Gerichtsprozess:Wo ist Rosi?

Gerichtsprozess: Verschwunden: Wo ist Labrador Rosi geblieben?

Verschwunden: Wo ist Labrador Rosi geblieben?

(Foto: privat)

Labradordame Rosi kommt ins Tierheim, weil der Besitzer sie gequält haben soll. Der fordert seine Hündin bald darauf zurück - doch plötzlich ist sie weg. Haben die Mitarbeiterinnen mit dem Verschwinden zu tun?

Von Susi Wimmer

Rechtsanwältin Monika Wiegand sieht einen handfesten Skandal, einen Skandal um Rosi. Der Tierschutzverein wittert einen ebensolchen, allerdings in ganz anderer Hinsicht. Sicher ist momentan nur eins: Labradorhündin Rosi ist spurlos verschwunden. Und deshalb finden sich die Geschäftsführerin des Münchner Tierheims sowie zwei Mitarbeiterinnen auf der Anklagebank vor dem Münchner Amtsgericht wieder. Ihnen wird vorgeworfen, "die ihnen anvertraute Sache", nämlich Rosi, unterschlagen zu haben.

Was genau geschah, lässt sich an dem Sitzungstag für die Zuhörer nur schwer rekapitulieren. Denn Richter Josef Bonkamp willigt einem Verständigungsgespräch unter Ausschluss der Öffentlichkeit ein. Es werden keine Zeugen gehört, die beispielsweise berichten könnten, wie es Rosi bei ihrem Besitzer Alexander K. erging. In der Anklageschrift ist davon die Rede, dass Nachbarn mehrfach bei Polizei, Tierschutzverein, KVR und Veterinäramt meldeten, das Tier werde "nicht artgerecht" gehalten. Claus Reichinger, stellvertretender Vorsitzender des Tierschutzvereins, sagt, mehrere Leute hätten den Vorwurf erhoben, das Tier werde misshandelt.

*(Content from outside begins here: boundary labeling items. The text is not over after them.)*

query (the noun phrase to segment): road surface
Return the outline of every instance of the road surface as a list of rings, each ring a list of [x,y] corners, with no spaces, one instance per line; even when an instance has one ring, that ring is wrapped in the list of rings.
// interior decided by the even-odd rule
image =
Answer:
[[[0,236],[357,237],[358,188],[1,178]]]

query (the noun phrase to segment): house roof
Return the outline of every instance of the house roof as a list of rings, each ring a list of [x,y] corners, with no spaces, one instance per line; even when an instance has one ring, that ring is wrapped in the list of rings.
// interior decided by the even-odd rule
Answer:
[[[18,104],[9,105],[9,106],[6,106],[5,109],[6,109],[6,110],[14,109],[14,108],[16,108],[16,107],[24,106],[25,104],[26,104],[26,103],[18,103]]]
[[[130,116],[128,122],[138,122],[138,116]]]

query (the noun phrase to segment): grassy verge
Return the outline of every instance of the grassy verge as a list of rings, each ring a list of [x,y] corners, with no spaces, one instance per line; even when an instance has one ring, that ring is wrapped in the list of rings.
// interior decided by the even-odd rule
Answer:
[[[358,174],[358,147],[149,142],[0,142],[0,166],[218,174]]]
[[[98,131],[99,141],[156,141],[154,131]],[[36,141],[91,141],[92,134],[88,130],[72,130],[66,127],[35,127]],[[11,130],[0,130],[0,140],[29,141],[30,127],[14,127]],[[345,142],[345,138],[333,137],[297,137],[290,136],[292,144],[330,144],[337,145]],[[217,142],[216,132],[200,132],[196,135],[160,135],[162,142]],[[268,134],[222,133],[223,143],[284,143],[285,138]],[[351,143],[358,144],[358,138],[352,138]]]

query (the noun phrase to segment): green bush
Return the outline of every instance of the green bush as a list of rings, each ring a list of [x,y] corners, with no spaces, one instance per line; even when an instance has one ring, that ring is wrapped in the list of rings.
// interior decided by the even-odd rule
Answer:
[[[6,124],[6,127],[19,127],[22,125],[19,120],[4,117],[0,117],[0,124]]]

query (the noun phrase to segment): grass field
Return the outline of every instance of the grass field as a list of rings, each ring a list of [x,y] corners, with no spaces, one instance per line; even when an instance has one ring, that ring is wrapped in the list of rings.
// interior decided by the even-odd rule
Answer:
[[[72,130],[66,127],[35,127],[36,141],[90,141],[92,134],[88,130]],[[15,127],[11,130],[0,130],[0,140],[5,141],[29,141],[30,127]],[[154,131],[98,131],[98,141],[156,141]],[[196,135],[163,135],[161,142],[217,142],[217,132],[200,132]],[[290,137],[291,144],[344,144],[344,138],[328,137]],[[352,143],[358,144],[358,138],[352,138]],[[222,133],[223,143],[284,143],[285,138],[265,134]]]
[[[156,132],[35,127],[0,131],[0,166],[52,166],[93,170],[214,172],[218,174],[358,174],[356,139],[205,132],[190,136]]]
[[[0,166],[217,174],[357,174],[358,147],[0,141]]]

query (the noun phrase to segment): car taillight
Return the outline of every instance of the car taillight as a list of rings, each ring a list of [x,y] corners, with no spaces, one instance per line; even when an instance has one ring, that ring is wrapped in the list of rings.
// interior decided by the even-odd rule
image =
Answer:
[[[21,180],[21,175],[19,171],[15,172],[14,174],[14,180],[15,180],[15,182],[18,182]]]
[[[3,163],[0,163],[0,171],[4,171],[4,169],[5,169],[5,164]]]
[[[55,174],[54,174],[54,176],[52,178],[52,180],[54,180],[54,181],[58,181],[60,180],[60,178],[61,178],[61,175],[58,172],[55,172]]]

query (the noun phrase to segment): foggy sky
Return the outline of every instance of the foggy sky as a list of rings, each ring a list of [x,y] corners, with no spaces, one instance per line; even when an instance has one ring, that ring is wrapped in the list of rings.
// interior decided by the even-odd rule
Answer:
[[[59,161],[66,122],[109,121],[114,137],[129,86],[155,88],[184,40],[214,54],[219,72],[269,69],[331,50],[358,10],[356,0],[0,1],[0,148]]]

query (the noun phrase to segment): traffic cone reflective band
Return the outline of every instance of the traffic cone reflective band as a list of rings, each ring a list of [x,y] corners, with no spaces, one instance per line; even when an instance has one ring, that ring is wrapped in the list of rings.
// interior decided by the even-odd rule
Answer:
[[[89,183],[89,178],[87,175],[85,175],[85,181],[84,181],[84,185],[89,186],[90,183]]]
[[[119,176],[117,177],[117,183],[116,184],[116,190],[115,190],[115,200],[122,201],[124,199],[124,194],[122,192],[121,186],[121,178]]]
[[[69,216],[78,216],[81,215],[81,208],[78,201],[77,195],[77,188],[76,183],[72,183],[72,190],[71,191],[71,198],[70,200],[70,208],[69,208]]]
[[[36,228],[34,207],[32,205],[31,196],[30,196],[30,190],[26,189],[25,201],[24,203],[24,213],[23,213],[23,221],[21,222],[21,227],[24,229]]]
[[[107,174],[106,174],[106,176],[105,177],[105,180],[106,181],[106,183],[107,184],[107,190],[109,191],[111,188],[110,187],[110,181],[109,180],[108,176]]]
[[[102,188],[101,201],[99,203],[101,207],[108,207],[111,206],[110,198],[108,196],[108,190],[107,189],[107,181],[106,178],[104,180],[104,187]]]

Auch am Nachmittag des 14. Juni 2021 alarmierten Nachbarn die Polizei, weil "der Hund so schrie", sagt Reichinger. Der polizeibekannte Alexander K. war betrunken, sagt seine Anwältin. Und als die Polizei kam, habe der arbeitslose Gebäudereinigungsmeister Widerstand geleistet, beleidigt und die Polizisten angegriffen. Er wanderte in Sicherheitsgewahrsam, Rosi blieb zurück. Nachbarn verständigten das Tierheim, die Hündin wurde abgeholt.

Als Alexander K. gegen 22 Uhr wieder nach Hause kehrte, war die Labradorhündin verschwunden. Laut Anklage versuchte er erfolglos in den nächsten Tagen, das Tier wieder zurückzuholen. Zwei Tage nach dem Vorfall soll eine Mitarbeiterin des Tierheims beim Verein zur Tierregistrierung eine Ummeldung von Rosi erbeten haben: Man möge das Tierheim als Besitzer eintragen und ihnen Plakette und Ausweis zukommen lassen. So geschah es dann auch.

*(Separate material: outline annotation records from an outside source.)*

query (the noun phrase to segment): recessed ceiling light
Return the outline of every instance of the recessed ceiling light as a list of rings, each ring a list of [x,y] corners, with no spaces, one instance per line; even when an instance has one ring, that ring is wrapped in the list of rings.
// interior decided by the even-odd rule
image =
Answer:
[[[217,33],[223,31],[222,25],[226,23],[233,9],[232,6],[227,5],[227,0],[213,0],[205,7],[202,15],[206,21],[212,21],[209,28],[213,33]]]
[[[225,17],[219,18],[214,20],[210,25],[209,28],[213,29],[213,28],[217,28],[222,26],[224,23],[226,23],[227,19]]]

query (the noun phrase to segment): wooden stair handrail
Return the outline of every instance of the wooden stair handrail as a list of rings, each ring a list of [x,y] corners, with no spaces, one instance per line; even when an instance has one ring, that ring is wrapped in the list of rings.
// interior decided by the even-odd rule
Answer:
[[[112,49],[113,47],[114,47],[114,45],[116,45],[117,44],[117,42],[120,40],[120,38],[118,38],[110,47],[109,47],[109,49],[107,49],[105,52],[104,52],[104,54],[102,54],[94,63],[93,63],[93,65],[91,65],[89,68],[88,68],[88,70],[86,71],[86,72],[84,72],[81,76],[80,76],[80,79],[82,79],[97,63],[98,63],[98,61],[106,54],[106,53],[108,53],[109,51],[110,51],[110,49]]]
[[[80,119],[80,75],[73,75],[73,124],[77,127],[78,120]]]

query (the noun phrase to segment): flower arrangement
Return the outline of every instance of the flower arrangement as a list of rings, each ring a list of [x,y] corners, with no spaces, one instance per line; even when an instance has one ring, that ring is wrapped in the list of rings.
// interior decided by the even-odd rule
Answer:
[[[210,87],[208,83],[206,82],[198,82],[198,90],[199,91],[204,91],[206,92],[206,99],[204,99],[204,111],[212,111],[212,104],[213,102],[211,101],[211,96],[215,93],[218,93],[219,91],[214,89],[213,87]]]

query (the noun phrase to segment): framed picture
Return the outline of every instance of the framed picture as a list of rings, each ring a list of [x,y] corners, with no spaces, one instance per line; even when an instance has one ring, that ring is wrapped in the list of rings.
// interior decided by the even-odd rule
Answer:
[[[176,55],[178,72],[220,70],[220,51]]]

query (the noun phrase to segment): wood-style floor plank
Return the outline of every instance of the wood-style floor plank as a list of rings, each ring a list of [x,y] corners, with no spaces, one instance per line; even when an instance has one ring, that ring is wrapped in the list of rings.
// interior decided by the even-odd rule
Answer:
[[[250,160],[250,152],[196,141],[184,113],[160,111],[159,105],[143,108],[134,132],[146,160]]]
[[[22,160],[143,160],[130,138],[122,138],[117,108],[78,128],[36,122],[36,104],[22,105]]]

Alexander K. schaltete Rechtsanwältin Wiegand ein. Im Juli versuchten Beamte der Inspektion Milbertshofen, den Hund im Tierheim abzuholen. Doch eine Mitarbeiterin erklärte, sie habe ohne die Tierheim-Chefin nicht die Befugnis, den Hund herauszugeben. Sogar das Innenministerium wurde involviert, und in einem Telefonat mit einem Polizeioberrat soll die Tierheim-Geschäftsführerin Gabi S. erklärt haben, Rosi befinde sich in einer Pflegefamilie, und die sei momentan verreist.

Als schließlich Rosi am 11. August 2021 endgültig von der Polizei aus dem Tierheim abgeholt werden sollte, war der Zwinger leer. Das Tierheim erstattete Anzeige, Rosi sei gestohlen worden. Laut Polizei fanden sich keine Aufbruchsspuren an den Türen. Die Staatsanwaltschaft verschickte drei Strafbefehle wegen Unterschlagung, Beihilfe zur Unterschlagung und Begünstigung. Die drei Damen vom Tierheim legten Einspruch ein - und fanden sich vor Gericht wieder.

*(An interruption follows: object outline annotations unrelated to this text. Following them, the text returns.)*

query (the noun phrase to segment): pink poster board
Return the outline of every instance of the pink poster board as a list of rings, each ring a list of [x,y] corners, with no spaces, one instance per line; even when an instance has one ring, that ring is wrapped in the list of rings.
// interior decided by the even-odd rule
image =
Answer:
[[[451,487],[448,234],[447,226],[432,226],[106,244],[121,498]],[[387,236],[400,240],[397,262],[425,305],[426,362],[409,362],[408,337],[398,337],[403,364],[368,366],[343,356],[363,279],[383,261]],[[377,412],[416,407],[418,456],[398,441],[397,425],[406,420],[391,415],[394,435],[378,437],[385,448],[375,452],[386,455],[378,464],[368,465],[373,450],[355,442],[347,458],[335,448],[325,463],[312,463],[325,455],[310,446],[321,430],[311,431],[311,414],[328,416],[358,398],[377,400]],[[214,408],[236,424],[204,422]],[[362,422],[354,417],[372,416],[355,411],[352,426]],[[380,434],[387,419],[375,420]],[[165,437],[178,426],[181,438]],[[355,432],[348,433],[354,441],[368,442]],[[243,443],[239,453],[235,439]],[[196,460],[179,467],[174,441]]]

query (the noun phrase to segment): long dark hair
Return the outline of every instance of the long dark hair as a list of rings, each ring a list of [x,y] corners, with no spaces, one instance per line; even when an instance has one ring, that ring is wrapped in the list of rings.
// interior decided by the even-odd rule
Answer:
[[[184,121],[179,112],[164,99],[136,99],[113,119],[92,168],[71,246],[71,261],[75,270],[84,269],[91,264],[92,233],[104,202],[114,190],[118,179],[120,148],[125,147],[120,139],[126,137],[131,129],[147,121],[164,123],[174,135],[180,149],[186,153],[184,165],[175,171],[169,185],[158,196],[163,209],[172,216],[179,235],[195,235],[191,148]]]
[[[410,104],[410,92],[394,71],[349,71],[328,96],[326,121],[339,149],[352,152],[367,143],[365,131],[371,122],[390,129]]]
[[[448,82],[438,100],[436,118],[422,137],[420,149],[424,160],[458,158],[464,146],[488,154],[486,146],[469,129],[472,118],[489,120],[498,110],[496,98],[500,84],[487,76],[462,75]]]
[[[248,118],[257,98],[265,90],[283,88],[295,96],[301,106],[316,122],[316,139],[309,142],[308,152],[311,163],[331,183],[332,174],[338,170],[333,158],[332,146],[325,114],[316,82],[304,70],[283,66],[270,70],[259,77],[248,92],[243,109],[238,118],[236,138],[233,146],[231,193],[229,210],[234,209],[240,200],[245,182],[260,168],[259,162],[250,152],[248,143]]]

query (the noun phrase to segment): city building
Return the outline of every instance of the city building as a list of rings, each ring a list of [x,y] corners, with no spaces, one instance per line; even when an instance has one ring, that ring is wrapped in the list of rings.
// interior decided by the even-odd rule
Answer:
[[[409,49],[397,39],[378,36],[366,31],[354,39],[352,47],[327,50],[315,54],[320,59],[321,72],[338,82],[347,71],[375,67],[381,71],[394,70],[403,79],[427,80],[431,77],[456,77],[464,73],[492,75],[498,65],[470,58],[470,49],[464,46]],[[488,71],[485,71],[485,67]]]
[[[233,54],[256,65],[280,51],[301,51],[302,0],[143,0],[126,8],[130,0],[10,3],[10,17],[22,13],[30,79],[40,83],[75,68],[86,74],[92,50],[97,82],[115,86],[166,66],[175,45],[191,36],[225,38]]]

Richter Josef Bonkamp stellte nach Absprache mit Verteidigung und Staatsanwaltschaft die Verfahren ein. Die drei Angeklagten müssen insgesamt 1600 Euro an Alexander K. bezahlen - der wirtschaftliche Wert von Rosi. K. selbst sitzt derzeit im Gefängnis die Strafe ab, die ihm wegen des Polizeieinsatzes im Sommer 2021 aufgebrummt worden war. Er stand damals unter offener Bewährung.

Claus Reichinger vom Tierschutzverein sagt, man habe den Hund nicht mutwillig einbehalten, sondern den Fall sorgfältig überprüft. "Wir stellen uns schützend vor die Tiere." Der Verein verfüge über knapp 1000 Gassigeher und rund 500 Ehrenamtliche, die Zutritt auf das Gelände hätten. Wo Rosi ist, das weiß der Himmel.